To reset the nervous system, we need to rid ourselves of these demands. Of these things that sap our limited energy.
NOTE: we can’t rid ourselves of masking. Masking is a necessary thing to many communities, and to the ND community – it can be vital to survival and sense of belonging – or being included. If we unmask – we are usually oppressed, judged, excluded etc. Instead: we need to rid ourselves of the need to mask.
Eg: we need to stop doing things that put us in the position of having to mask, like; working from home instead of going into the office, only being around people that are safe to unmask around (like our family or closest friends), homeschooling, emails instead of phone calls etc. These are all things that are influenced by privilege – but where each of us can control some of the things that sap our energy or cause masking – we need to do them in any way we can.
Autistics are often habitual people who like safety and alone time, and this is imperative to our survival. If we don’t get time to take the lid off the ‘coke bottle’ or time to be ourselves and reset our systems, they become overloaded very very quickly and very easily.
As soon as we have overloaded our systems – you’ll know. We have meltdowns, shutdowns, inability to do day-to-day tasks, we tend to want to sleep a lot, or cry a lot, we may look as if we have symptoms of chronic fatigue, or ‘laziness’. It’s not laziness – in an inability to DO anything because we can’t if our bodies won’t obey us. When our nervous systems are overloaded – our whole body reacts as well as our brains.
Some children are labelled with the word “regression’ (read my blog about regression for more information on this). It’s not a regression – it’s nervous system overload and burnout. We sometimes lose the ability to do things (like walk or talk) because our bodies are conserving the energy for simple necessary things like breathing and eating – sleeping or mental health emergencies.

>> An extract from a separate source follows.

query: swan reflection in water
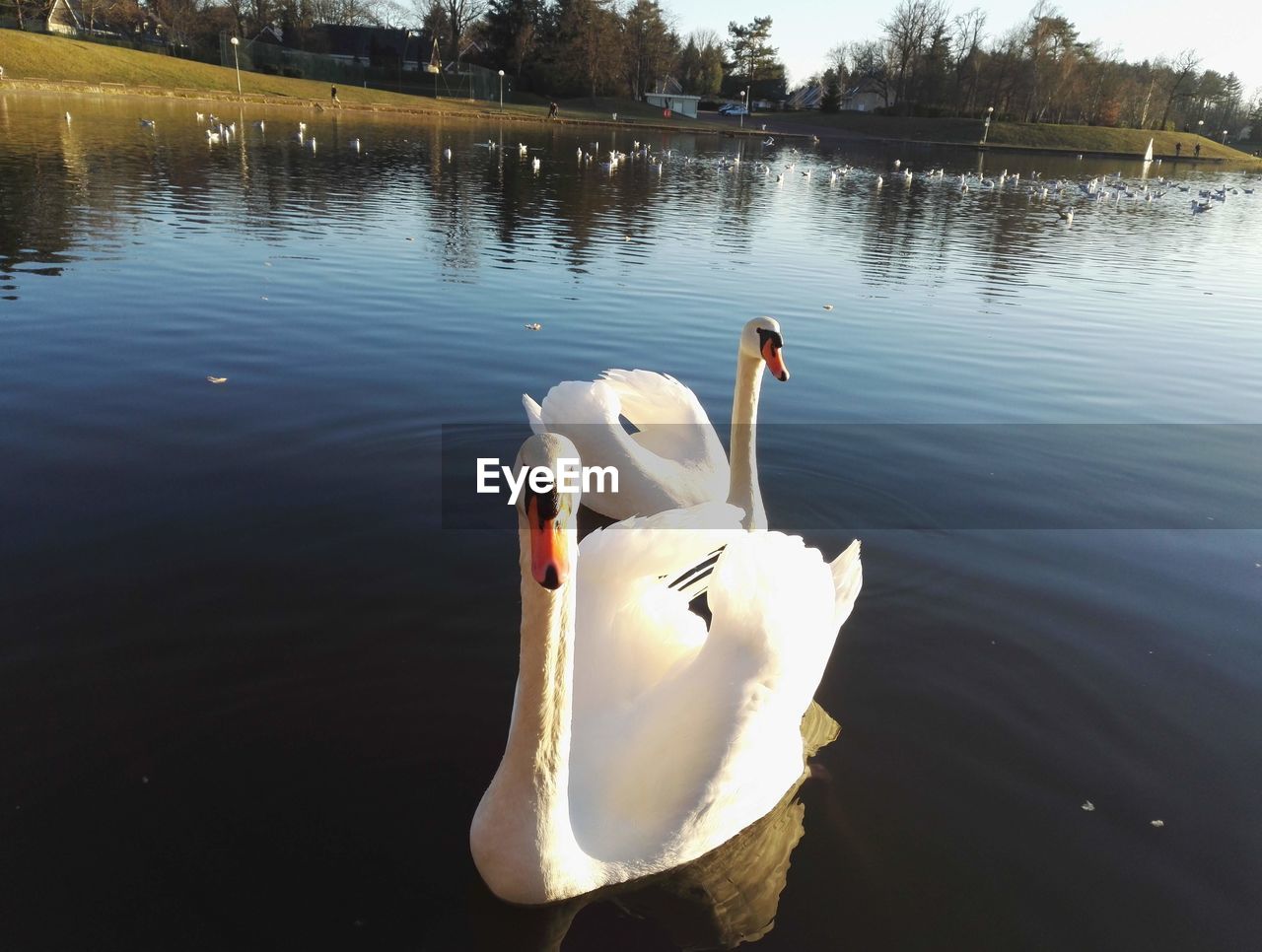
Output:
[459,701,839,952]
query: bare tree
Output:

We become completely disabled when we don’t reset regularly.
If you have a child who is displaying any sort of emotional changes – look into nervous system issues and perhaps polyvagal theory, and try to help reset their system – not just today, but every day until they reach capacity again… and then teach them how to identify if they are falling back into overload in the future – so they can reset before it’s too late. It’s harder to come out of burnout than it is to prevent burnout in the first place.
And remember – remove ALL demands – even if you don’t see them as a demand, they may be absolutely detrimental to their health and wellbeing.